Las causas combinan factores externos e internos. En el frente internacional, el sector enfrenta un ciclo prolongado de precios más bajos y mayor competencia. En el ámbito local, ha operado bajo un entorno adverso, con mayores impuestos, costos regulatorios más altos y dificultades logísticas y de orden público que han restado competitividad a la producción.
Ello se reflejó en el desempeño de Drummond Ltd., que en 2025 produjo 26,36 millones de toneladas y exportó 25,15 millones de toneladas, una reducción de 16,7% frente al año anterior.
Entre los principales mercados se destacaron el Reino de los Países Bajos (13,7%), Corea del Sur (12,9%), Taiwán (11,5%), Turquía (10,9%) y Chile (7,8%).
Para José Miguel Linares, presidente de la compañía, “las cargas tributarias cada vez más altas y la evolución de los precios internacionales del carbón nos exigen mayor eficiencia y más rigor al planear inversiones de largo plazo para mantenernos competitivos”.
La situación es aún más delicada en Cerrejón, que ha enfrentado en las primeras semanas de 2026 bloqueos recurrentes y atentados contra su infraestructura férrea, afectando el transporte de carbón hacia Puerto Bolívar.
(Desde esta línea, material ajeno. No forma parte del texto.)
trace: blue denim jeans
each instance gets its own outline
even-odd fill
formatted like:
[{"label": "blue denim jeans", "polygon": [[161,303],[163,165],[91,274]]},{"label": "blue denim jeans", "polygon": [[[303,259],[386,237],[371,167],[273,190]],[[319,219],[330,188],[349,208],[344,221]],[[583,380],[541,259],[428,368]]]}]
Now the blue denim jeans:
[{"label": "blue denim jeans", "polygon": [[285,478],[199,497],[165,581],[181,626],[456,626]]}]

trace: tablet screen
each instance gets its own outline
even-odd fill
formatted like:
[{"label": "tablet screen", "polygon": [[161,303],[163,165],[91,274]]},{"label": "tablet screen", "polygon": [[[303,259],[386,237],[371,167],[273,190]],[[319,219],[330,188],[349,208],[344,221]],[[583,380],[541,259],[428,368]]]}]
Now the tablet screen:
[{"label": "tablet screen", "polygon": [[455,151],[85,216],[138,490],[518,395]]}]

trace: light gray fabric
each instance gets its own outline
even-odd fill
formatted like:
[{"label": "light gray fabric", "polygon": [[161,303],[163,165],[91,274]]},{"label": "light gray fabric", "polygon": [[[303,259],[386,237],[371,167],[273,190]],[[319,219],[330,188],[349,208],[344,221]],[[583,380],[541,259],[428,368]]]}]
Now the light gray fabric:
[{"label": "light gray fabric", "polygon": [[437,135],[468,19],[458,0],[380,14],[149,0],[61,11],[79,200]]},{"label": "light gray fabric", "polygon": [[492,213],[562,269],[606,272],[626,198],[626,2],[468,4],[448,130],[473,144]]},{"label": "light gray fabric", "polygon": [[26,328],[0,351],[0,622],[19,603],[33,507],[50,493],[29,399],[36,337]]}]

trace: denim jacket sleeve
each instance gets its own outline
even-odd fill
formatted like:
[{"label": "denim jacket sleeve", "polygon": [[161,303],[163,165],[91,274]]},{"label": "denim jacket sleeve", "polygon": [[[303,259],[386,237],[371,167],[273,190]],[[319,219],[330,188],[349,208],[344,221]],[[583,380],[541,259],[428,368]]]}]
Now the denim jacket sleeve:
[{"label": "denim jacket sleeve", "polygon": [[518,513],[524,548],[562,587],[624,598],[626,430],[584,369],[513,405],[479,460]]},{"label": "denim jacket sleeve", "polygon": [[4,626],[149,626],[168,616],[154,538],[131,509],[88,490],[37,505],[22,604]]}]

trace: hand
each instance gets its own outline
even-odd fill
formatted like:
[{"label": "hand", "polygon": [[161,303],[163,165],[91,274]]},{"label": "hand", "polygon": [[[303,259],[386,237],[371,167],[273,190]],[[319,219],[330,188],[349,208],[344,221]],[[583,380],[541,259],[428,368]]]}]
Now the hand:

Solo en los primeros 20 días de enero se registraron 12 interrupciones, lo que limitó la operación ferroviaria a apenas ocho días. A ello se sumó un atentado el 13 de enero que provocó el descarrilamiento de varios vagones, agravando el impacto operativo y logístico.
En el caso del carbón, el deterioro local se da pese a que el consumo mundial se mantuvo en niveles récord en 2025, 8,850 millones de toneladas, según la Agencia Internacional de Energía, una paradoja que refleja la desconexión entre demanda global, precios internacionales y rentabilidad para los exportadores.